In this interview we discuss predictive biomarkers and response to immune checkpoint inhibitors for urothelial tumors, which include tumors of the bladder, ureters, and the renal pelvis.
Padmanee Sharma, MD, PhD
Today we are speaking with Padmanee Sharma, MD, PhD, a physician scientist who specializes in immunotherapy for cancer at the University of Texas MD Anderson Cancer Center in Houston. Dr. Sharma recently gave a talk at the 2016 American Society of Clinical Oncology (ASCO) Genitourinary Cancers Symposium, held January 7–9 in San Francisco, on predictive biomarkers and response to immune checkpoint inhibitors for urothelial tumors, which include tumors of the bladder, ureters, and the renal pelvis.
- Interviewed by Anna Azvolinsky
Cancer Network: First, what are some of the immunotherapies currently being developed for these types of tumors?

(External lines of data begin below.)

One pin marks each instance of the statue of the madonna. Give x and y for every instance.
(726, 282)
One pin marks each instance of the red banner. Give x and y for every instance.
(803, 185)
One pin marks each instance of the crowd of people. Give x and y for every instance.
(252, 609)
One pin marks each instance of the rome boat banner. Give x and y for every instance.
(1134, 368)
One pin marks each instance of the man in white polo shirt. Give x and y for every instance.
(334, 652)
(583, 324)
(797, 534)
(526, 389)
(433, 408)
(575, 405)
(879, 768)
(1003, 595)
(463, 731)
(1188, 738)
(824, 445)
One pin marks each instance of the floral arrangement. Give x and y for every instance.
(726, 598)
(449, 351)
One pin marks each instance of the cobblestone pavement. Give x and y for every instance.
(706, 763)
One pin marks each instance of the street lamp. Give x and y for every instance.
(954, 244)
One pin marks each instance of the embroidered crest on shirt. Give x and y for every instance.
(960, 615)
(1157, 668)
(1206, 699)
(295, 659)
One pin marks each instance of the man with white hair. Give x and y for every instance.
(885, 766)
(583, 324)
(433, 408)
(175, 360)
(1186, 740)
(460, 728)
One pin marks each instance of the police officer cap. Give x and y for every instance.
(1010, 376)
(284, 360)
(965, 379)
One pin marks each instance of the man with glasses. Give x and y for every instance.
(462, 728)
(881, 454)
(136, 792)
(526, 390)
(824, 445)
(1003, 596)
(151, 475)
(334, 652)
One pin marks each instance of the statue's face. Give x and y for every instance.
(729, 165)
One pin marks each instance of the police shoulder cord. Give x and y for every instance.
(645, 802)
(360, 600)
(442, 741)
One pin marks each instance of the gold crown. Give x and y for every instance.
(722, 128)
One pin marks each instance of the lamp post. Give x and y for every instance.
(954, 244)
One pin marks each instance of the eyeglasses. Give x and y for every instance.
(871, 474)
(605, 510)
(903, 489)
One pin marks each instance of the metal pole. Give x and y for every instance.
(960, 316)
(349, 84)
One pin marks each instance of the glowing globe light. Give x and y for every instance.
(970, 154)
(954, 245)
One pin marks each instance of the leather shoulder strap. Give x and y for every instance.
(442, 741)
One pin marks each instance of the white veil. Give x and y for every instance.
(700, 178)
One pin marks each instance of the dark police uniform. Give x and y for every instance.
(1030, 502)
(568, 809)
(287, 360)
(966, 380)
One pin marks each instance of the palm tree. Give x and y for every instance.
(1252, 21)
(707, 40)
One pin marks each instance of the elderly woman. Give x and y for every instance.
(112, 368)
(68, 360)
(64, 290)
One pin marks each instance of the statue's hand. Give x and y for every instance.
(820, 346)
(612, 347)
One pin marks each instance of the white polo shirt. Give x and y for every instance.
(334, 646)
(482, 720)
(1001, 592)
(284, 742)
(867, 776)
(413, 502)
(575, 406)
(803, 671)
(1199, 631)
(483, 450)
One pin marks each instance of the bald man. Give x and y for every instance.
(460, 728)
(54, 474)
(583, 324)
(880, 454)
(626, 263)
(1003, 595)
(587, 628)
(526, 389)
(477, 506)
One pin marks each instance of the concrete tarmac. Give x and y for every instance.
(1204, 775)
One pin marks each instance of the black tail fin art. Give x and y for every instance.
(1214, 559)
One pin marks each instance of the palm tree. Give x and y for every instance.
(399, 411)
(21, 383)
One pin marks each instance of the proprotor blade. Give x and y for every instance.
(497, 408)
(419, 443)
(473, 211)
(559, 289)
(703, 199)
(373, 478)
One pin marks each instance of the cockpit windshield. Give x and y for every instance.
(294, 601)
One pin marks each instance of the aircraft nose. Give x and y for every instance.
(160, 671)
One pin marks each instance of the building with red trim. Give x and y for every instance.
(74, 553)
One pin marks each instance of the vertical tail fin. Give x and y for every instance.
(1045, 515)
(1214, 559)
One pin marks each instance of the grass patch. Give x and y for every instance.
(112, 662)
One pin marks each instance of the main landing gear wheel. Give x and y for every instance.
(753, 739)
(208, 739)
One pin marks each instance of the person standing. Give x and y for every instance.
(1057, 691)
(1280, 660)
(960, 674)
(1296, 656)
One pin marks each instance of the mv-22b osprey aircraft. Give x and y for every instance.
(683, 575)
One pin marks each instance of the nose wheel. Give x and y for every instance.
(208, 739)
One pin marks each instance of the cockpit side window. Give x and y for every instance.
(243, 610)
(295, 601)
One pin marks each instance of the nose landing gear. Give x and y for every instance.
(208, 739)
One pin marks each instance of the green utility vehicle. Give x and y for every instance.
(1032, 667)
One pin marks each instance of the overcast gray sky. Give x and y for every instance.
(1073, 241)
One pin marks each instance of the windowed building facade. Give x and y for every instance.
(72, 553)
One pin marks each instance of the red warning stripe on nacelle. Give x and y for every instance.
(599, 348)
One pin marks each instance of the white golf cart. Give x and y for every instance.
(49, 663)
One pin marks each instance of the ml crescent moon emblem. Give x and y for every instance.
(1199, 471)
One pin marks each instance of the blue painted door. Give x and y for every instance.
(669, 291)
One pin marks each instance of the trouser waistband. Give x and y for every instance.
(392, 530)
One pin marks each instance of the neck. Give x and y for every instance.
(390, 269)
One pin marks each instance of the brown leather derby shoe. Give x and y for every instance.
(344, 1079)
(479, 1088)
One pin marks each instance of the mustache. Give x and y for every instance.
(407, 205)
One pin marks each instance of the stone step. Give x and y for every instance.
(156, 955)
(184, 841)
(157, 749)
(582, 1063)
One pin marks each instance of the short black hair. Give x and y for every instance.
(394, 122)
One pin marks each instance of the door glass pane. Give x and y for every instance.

Dr. Sharma: The immune checkpoint therapies that are being developed currently are those that block the cytotoxic T-lymphocyte–associated antigen 4 (CTLA-4) inhibitory pathway, as well as the programmed death 1 (PD-1) and programmed death ligand 1 (PD-L1) inhibitory pathways. These therapies are very important because they have shown that by blocking the inhibitory pathways on T cells, which are the soldiers of the immune system, you can actually get very robust anti-tumor immune responses that lead to regression and, in some patients, even complete disappearance of disease. Since we are blocking pathways on T cells and not tumor cells, tumor types such as melanoma, lung cancer, and kidney cancer have been explored, and they have shown really great results. These immunotherapies are now being explored for urothelial cancers like bladder cancer.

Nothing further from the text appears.